Saturday January 22, 2005

Quest for a new table

Our table is teetering on disaster.  It certainly has a right, my parents bought it when they did the kitchen remodel in the early 80s.   We have been looking at buying new table for well over a year now, but this week we got a little more serious.  Every day when I dropped Zach off at the school for class, I would go visit a various stores with furniture to see if they had a table in a lower price range. 

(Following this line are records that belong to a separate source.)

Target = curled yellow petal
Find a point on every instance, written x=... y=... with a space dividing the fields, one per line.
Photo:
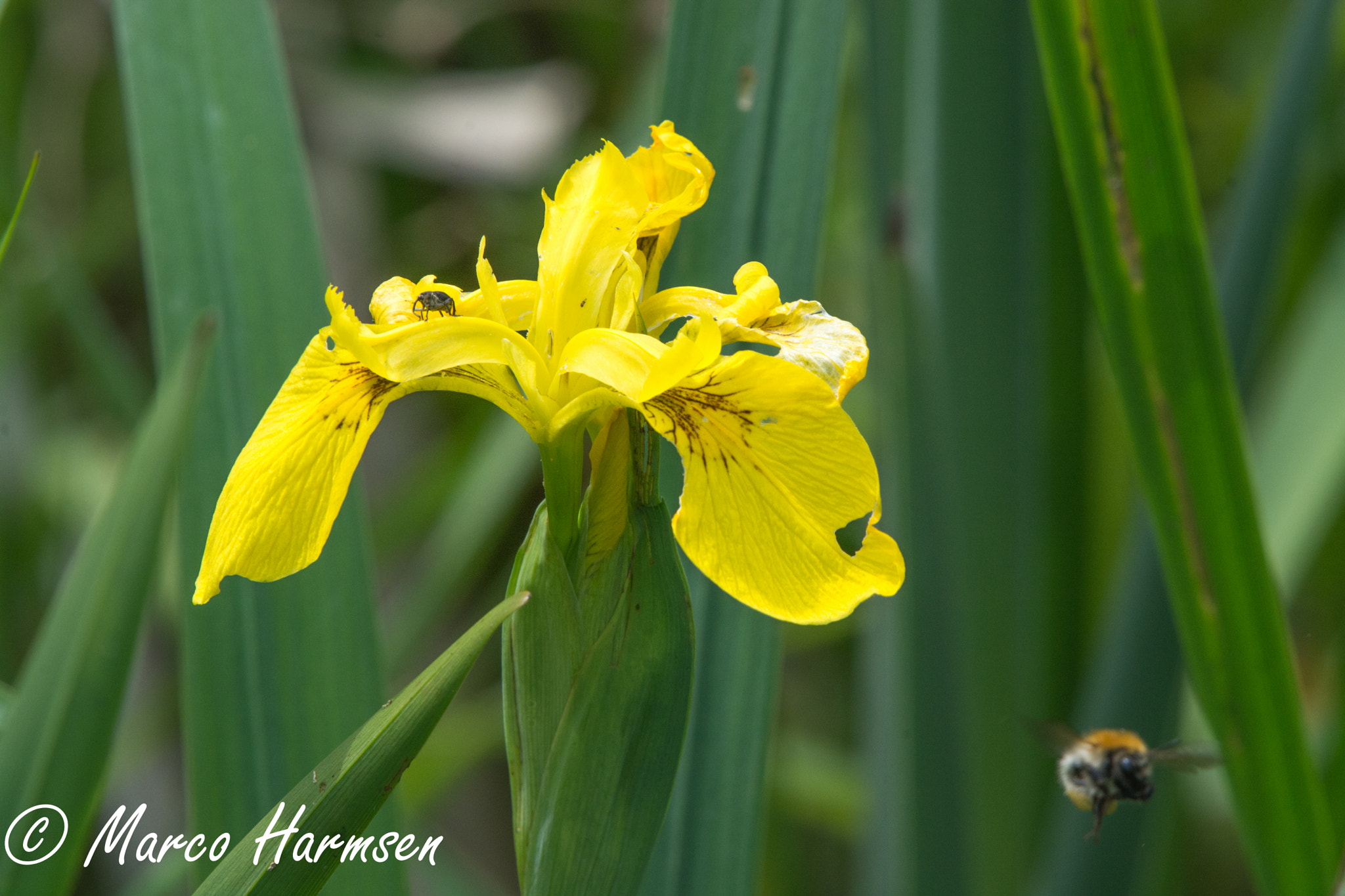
x=590 y=224
x=806 y=335
x=829 y=347
x=607 y=207
x=622 y=360
x=694 y=349
x=422 y=349
x=676 y=175
x=774 y=467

The fact I went shopping, by myself, with a three year old in warehouse furniture stores should tell you how much we need a table.  Every table I was interested in, I sat down in the chair to see if it was comfortable for my ample tush.  (picture an elephant sitting on a coffee can for some of the chairs).  Every time I sat at a table, Zane pulled up a chair and started “eating” and would get rather upset with you if you got up too soon.  He also sat on couches and pretended to pick up a glass on the coffee tables and take a drink, and would have to put the cup back down before he would get up and move to the next table or couch.    My little OCD child would also go around pushing all the chairs in under the table and make sure there was nary an open door in the entire store.  However, that was simply a warm up for the “real” furniture stores.  The main difference between warehouse stores and fancy smancy stores is that warehouses have things set up in easy to manage rows, where as in the fancier stores everything is laid out in an impossible maze, with lots of breakables lining the path.  I guess the extra charge for the furniture is the finder’s fee paid for the delivery person to find the piece again…that, and breakage.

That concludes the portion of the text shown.